# What do I need?



## EmyAcres (Jul 3, 2013)

Ok so I am looking at starting to make soap and was looking at buying a kit from Hoeggers. What all do I need to start making my own soap? Thank you!


----------



## H Diamond Farms (Jun 3, 2011)

It's really expensive to buy soap supplies from Hoegger's. Also, if you're just looking into it, I certainly wouldn't spend that much on a whole kit. 
A scale is necessary to make the most accurate recipes. Measuring by weight and not volume is the best. If you don't have a scale, you can get a cheap one to start or invest ($50) in a nice one that will be handy for everything! You need to find a recipe you want to try. There are several floating around here, many on Brambleberry, and gobs and gobs floating around the web. Your first one I would highly suggest one with all water as the liquid just do you get a feel for things. Then you can add goat milk in the next batch. Also for you first batch, go simple. Ingredients that you can get at walmart or local store. (lard, olive oil, sunflower oil, coconut oil, etc. or just do all olive oil (castile) but don't try that without a blender) Save the fancy oils until you figure things out. Also, don't try to scent your first batch unless you pick something that everybody tells you will not accelerate the trace of your soap batter. Trust me, getting it right and into the mold is enough of a chore without having it move super fast on you. You can stir it by hand, but that takes a looooong time for most soaps. So, a stick blender works really great. I had a cheapy from walmart until it died and I bought a "good one". It worked just fine. They just can't handle the volume I put through them now, lol. Can also check goodwill/salvation army etc. Sometimes they have them. Start here: 



 and watch all the episodes on how to make cold process soap.
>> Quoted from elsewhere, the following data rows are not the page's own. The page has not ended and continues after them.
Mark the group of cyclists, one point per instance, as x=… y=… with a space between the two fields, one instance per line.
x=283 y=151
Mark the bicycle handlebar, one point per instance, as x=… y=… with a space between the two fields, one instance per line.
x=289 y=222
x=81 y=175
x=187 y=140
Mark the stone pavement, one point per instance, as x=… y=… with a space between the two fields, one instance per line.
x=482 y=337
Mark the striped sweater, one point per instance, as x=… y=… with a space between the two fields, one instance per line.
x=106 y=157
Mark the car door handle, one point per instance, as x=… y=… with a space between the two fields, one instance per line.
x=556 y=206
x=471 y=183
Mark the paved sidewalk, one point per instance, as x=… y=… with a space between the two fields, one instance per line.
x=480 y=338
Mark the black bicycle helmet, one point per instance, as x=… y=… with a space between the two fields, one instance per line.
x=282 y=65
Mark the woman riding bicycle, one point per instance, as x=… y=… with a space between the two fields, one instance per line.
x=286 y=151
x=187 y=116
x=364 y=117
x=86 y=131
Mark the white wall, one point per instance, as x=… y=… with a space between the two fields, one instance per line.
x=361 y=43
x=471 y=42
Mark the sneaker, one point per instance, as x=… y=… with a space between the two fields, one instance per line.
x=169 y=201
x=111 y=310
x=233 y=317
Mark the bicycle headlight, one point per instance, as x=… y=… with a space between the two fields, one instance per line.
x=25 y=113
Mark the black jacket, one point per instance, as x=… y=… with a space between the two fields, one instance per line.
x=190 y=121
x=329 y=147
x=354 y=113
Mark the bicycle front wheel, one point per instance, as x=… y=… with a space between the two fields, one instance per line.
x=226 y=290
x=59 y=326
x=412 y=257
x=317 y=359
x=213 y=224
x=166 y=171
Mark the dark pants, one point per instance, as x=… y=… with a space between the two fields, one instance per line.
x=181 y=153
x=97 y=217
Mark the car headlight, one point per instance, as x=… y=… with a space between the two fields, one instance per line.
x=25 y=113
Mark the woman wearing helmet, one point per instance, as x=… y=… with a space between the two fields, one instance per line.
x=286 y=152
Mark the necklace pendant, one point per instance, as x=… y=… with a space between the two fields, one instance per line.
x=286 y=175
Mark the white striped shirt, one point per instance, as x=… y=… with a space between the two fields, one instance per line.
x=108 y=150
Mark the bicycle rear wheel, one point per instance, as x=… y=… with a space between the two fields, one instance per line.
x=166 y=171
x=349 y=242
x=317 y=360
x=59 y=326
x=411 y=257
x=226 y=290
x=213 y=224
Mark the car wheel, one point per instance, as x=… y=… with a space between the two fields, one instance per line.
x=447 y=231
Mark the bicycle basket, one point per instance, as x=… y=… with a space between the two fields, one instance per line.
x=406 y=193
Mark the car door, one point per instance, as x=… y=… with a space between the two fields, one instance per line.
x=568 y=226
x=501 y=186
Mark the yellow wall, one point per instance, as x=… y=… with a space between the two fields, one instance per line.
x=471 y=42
So short version you absolutely have to have: 
A basic recipe to try
Oils for that recipe
Lye for that recipe
A scale of some sort
A mold (show box, tupperware container, oj box, anything that is: not metal, leak proof, and can withstand some heat. )
A container that you can mix the soap in (should be dedicated to just soap making IMO)
Something to mix it with (Again, dedicated to soap making)
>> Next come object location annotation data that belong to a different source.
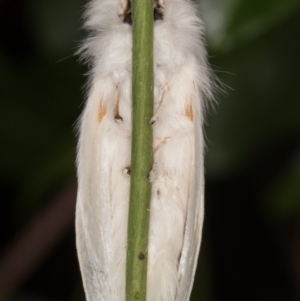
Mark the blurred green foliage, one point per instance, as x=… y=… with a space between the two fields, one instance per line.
x=254 y=49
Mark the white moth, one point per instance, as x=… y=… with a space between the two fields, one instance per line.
x=181 y=84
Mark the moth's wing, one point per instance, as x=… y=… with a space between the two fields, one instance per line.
x=100 y=214
x=195 y=213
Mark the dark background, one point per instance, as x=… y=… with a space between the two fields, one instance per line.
x=251 y=245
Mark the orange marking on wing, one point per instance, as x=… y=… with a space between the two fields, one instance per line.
x=101 y=113
x=189 y=112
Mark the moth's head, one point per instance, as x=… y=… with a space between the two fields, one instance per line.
x=126 y=12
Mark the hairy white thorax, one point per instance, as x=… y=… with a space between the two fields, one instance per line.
x=181 y=84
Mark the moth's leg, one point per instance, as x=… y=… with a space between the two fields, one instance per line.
x=158 y=12
x=125 y=14
x=160 y=3
x=118 y=117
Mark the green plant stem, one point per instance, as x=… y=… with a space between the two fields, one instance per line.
x=142 y=154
Things that make life a whole lot easier/nicer: 
A stick blender
A digital scale that can weigh in grams

Safety Equipment: 
Gloves (just the platex ones from walmart for doing dishes is fine)
Goggles (I'm adding this but I fail miserably at wearing mine. You totally should get in the habit though!) 
I also have an N95 mask for when I mix my lye. If you've ever breathed the fumes, you know why!

I order most things from Wholesale Supplies plus, a few things from Brambleberry, my scents mostly from Nature's Garden, and my oils I buy in bulk. 
Use a lye calculator to run ANY AND ALL recipes through (even ones that are "tried and true") http://www.brambleberry.com/pages/Lye-Calculator.aspx or https://www.thesage.com/calcs/LyeCalc.html or http://www.soapcalc.net/calc/soapcalcwp.asp work well.

I'm quite certain I forgot some things, lol. If you have any questions, just ask!


----------